Printed in the 1800's, original engraving (8"x 11") by Johnson, Fry Publishers, New York. This came from the Herzog and Co. / R.M. Smythe archives when they were relocating their offices in Manhattan. This engraving would look terrific framed.
Richard Montgomery (December 2, 1738 – December 31, 1775) was an Irish-born soldier who first served in the British Army. He later became a Major General in the Continental Army during the American Revolutionary War and he is most famous for leading the failed 1775 invasion of Canada.
Montgomery was born and raised in Ireland. In 1754, he enrolled at Trinity College, Dublin, and two years later joined the British army to fight in the French and Indian War.
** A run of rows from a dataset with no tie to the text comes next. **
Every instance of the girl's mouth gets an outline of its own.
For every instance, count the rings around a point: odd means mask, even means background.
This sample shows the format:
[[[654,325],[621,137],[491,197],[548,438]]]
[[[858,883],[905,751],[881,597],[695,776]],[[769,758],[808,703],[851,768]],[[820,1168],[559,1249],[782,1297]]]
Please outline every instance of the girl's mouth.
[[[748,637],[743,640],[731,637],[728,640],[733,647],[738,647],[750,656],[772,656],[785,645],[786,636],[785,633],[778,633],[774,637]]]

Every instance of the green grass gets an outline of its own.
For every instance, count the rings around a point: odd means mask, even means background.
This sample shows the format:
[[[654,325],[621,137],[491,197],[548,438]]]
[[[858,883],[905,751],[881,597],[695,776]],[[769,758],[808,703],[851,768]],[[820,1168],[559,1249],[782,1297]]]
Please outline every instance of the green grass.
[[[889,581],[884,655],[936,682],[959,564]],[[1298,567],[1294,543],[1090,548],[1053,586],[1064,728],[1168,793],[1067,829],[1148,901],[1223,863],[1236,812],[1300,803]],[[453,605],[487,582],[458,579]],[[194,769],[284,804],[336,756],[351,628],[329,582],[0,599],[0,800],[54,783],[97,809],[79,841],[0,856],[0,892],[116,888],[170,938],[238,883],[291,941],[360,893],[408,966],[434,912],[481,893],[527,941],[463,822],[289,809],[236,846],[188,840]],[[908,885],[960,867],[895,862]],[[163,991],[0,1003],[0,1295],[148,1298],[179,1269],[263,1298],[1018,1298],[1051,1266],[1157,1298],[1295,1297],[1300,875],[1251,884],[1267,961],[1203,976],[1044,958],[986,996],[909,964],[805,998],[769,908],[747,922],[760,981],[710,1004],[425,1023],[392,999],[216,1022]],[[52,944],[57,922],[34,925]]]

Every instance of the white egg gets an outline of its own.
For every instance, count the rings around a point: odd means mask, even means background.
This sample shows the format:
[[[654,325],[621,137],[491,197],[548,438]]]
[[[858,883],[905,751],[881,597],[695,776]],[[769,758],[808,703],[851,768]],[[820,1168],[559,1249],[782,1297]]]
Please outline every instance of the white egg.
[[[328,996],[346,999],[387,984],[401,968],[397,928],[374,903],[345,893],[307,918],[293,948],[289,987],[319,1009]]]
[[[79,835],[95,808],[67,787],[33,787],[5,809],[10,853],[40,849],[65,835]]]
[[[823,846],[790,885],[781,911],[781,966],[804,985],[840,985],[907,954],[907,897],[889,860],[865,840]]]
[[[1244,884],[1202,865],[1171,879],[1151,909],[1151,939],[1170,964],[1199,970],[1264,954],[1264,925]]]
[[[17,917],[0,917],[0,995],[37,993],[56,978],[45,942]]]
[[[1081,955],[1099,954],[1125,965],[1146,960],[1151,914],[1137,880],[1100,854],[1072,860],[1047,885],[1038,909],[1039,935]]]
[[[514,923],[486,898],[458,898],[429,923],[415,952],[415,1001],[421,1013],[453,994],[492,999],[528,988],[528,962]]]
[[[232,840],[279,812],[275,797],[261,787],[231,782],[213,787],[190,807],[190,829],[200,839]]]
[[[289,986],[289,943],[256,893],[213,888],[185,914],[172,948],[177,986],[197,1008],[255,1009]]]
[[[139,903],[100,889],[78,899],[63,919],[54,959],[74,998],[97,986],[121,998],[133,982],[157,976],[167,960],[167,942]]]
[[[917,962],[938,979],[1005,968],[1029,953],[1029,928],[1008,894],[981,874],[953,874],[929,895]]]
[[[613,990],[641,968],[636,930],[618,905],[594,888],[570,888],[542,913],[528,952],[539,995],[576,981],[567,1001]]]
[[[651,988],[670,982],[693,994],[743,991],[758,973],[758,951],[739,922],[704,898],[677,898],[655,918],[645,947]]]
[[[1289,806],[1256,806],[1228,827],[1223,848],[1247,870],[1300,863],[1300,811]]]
He steadily rose through the ranks, serving in North America and then the Caribbean. After the war he was stationed at Fort Detroit during Pontiac's War, following which he returned to Britain for health reasons. In 1773, Montgomery returned to the Thirteen Colonies, married Janet Livingston, and began farming.
When the American Revolutionary War broke out, Montgomery took up the Patriot cause, and was elected to the New York Provincial Congress in May 1775. In June 1775, he was commissioned as a Brigadier General in the Continental Army. After Phillip Schuyler became too ill to lead the invasion of Canada, Montgomery took over. He captured Fort St. Johns and then Montreal in November 1775, and then advanced to Quebec City where he joined another force under the command of Benedict Arnold. On December 31, he led an attack on the city, but was killed during the battle. The British found his body and gave it an honorable burial. It was moved to New York City in 1818.